OnOn August 3, just after 8 a.m., a gunman in a green hoodie, dark sunglasses, and a camouflage face mask quietly entered Boyle County High School, located outside Danville, Kentucky. He dropped a small explosive by a side door, entered the cafeteria, and began firing rounds from his shotgun.

Bodies piled up as he moved methodically through the hallways, squeezing the trigger, taking 10 steps, squeezing again. By the time local law enforcement shot and killed him, dozens of motionless bodies were strewn across the tile floor, their clothes soaked with blood.

Fortunately, none of the injuries were real. Not the bullets. Not the bomb. Boyle County High School was the site of an active shooter drill, one of many similar trainings held at schools across the country that aim to prepare teachers, students, and, in some cases, first responders for the worst.

The percentage of public schools running such drills, which include everything from extravagant Michael Bay–style productions to low-key lockdowns, was nearly 95 percent in 2015–2016, according to the National Center for Education Statistics. And that was before 17 students were killed in February at Stoneman Douglas High School in Florida.

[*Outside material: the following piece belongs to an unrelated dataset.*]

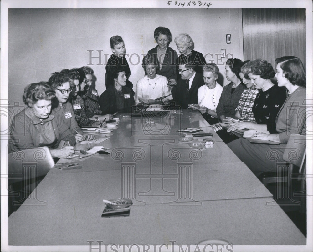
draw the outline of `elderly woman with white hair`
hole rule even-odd
[[[174,42],[180,55],[176,61],[178,62],[187,62],[189,59],[192,60],[193,65],[195,65],[195,71],[202,74],[202,66],[206,63],[203,55],[193,50],[194,44],[191,37],[188,34],[181,33],[176,36]],[[177,65],[177,64],[176,64]],[[179,78],[179,74],[177,76]]]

Within months, Iowa, Florida, and South Carolina had all passed laws mandating such drills in schools, joining six other states that already had similar laws on the books. Business is booming for ALICE Training, the leader in active shooter defense instruction, which just opened a new headquarters in Ohio. For $589, the company puts individuals through two days of classes, then sends them back to their school or place of work to train everyone else. Its customers include some 4,000 K-12 schools and nearly 1,000 higher-education institutions, making it the biggest (but not the only) company providing the service.

The push to protect schools from mass shooters, and to make a buck off the hysteria around them, has also…



Adam K. Raymond
Writer for

A writer in Louisville, Kentucky.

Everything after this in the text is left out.